Abstract

We present the spatial parallelization of the disturbance region update method (DRUM) with OpenMP, named the spatial parallel disturbance region update method (spDRUM). DRUM is an acceleration methodology for compressible flows, employing dynamic computational domains (DCDs) to eliminate the worthless computational effort of the conventional global-update method. However, the DCDs may cause a load-imbalance issue, making DRUM difficult to execute efficiently in parallel. In this work, parallel strategies of steps in spDRUM are introduced, and a dynamic load balancer that is established based on the equivalent number of cells in the DCDs and a combined grid partitioning method is proposed to exploit the full acceleration potential of spDRUM. Besides, a concept of sub-blocks that takes advantage of the memory-shared characteristic of OpenMP is embedded in the data structure to simplify the inner-boundary treatment.
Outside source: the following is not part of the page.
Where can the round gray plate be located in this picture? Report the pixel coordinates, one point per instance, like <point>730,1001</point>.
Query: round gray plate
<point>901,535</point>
Numerical test cases demonstrate that spDRUM accomplishes remarkable convergence speed for solving all steady compressible flow problems; benefiting from the coupled contribution of parallelism and DCDs, the total speed-up ratio of spDRUM could be significantly greater than that of the ideal case ignoring parallel overheads and that of the global-update method with the same number of threads; the proposed grid partitioning method could generate various types of partitions efficiently and flexibly, keeping load balanced for multiblock structured grids; embedding the concept of sub-blocks in the data structure makes the number of inner-boundary cells unchanged and remains optimal, regardless of the variation in partitions.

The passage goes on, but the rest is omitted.